At some point during the 1987-88 academic year, Gary Williams — then the men’s basketball coach at Ohio State — was planning on taking a recruiting trip to Sparta, New Jersey, to see a 6-foot-7 shooting guard named Chris Jent. At that time, John Feinstein — the prodigious sports reporter and author who died Thursday at 69 — was working on his second book, the follow-up to the groundbreaking “A Season on the Brink.”
The book’s premise: show everything that went on behind the scenes in college hoops. In those days, there were no restrictions on who could come to these visits. Feinstein called Williams: Can I accompany you on an in-home visit? Williams’s response: Sure.
“He was good,” Williams said. “He didn’t try to dominate anything. He just sat there and took notes.”
Jent committed to Ohio State.
“John never let me forget that,” Williams said. “He wanted credit for his outstanding recruiting ability.”
There’s Feinstein, in one story: Gaining the trust of a coach, turning that into access, dutifully letting the scene play out before him, then documenting for readers to give them a peek behind otherwise closed doors.
“You could have a conversation with him, and he was staunch in his beliefs,” Michigan State Coach Tom Izzo said in a phone interview Thursday from the Big Ten tournament in Indianapolis. “But he wasn’t arrogant about it. He would listen to what you’re saying. He’d see the other person’s point, even when he was convinced he was right.”
“God, I was sad today when I heard this,” he said.
That was the reaction around men’s college basketball as the most important month of its calendar truly cranked up. Feinstein wrote books and columns on all sorts of sports — tennis, golf, baseball, the NFL, almost any game you can think of — but men’s college basketball was woven into who he was. From the blue bloods such as his alma mater, Duke, to the many small schools with unknown coaches just trying to find their way, he went anywhere there were stories to tell.
“It’s confusing,” said Griff Aldrich, the coach at Longwood in Farmville, Virginia. “John is this monster in the basketball industry. I read all of his books. Literally, ‘A Season on the Brink’ was one of the main reasons I fell in love with college basketball. And this titan of the basketball world is reaching out to me saying, ‘Hey, can I come to Farmville?’”
Feinstein met Aldrich through a connection because Feinstein had nothing but connections. He got to know Dave Odom when Odom was an assistant to Terry Holland at Virginia. Odom’s son Ryan must have been about 10. As Dave Odom became the coach at Wake Forest and later South Carolina, Feinstein kept tabs on the younger Odom. When Ryan ended up as an assistant on Jeff Jones’s staff at American, Feinstein was around. When Jones held his annual dinner at the Final Four for all of his former assistants who spread out around the country, Feinstein was invited.

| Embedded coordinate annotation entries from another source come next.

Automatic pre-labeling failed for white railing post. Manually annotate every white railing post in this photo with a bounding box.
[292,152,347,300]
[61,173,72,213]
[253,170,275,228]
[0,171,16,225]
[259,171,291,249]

And when Odom became the coach at Maryland Baltimore County, Feinstein cared.
“We started a tip-off banquet just to create some momentum and excitement around the team, and he was the first speaker for it,” Odom said. “He just really did everything he could to help us get it going. He started doing our games on TV, and that gave us another shot in the arm because he was doing the games.”
This was before Odom and 16th-seeded UMBC knocked off top-seeded Virginia in the 2018 NCAA tournament. Feinstein always seemed to be in on the ground floor, there before anyone noticed, then sticking around after other storytellers moved on.
He wrote entire books that captured those themes: “The Last Amateurs,” about a season of Patriot League hoops; “Where Nobody Knows Your Name,” about the struggles of minor league baseball players and managers; “Tales from Q School,” on the PGA Tour’s nerve-racking qualifying system.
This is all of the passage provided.